How I Came Up With Feruchemy and Hemalurgy — A SanderFAQ
Why It Matters
Understanding Sanderson’s creative origins shows how personal adversity and mentorship can forge iconic, ethically layered fantasy systems, offering valuable lessons for storytellers and industry innovators.
Key Takeaways
- •Insomnia in high school sparked idea of storing personal attributes
- •Feruchemy uses metal to bank abilities for future use
- •Pharaoh powers emphasize internal strength over external sources
- •Hemalurgy introduced moral complexity by stealing others' powers
- •Inspirations include David Farland’s Rune Lord and Sanderson’s unpublished drafts
Summary
In this SanderFAQ video, author Brandon Sanderson walks viewers through the genesis of two of Mistborn’s signature magic systems—feruchemy and hemalurgy. He recounts a personal insomnia episode from high school, wondering why he couldn’t "save" his sleep, which seeded the notion of banking one’s own attributes for later use. This concept evolved into feruchemy, where metal objects act as repositories for strength, speed, memories, and even sleep, contrasting with alomancy’s external power source. Sanderson explains that the Pharaoh abilities in the series were designed to feel "zen," drawing power from a character’s own future planning rather than a mystical external force. Hemalurgy, by contrast, emerged from his desire to explore a morally fraught system that steals abilities, a notion inspired by his late mentor David Farland’s Rune Lord series. The result is the iconic Inquisitor spikes that literally embed stolen powers.

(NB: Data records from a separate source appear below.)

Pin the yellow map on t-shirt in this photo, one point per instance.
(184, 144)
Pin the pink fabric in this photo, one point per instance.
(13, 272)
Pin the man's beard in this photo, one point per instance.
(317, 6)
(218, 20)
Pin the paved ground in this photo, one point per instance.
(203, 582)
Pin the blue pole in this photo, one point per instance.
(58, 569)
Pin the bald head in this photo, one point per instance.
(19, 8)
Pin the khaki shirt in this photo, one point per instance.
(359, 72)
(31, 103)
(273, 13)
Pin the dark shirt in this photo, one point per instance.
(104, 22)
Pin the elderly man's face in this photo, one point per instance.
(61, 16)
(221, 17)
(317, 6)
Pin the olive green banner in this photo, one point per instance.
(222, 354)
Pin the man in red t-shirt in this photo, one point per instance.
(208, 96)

He illustrates these ideas with vivid anecdotes: the nurse’s office scene that sparked the sleep‑storage metaphor, the thematic decision to bind feruchemy to metal for narrative cohesion, and the deliberate moral tension hemalurgy adds to the story’s conflict. These personal and literary influences shaped the mechanics and thematic resonance of the Mistborn universe. The discussion underscores how an author’s lived experiences and mentorship can directly inform world‑building, producing magic systems that are both mechanically elegant and ethically complex. For creators and fans alike, Sanderson’s behind‑the‑scenes look offers a blueprint for turning personal challenges into compelling speculative concepts.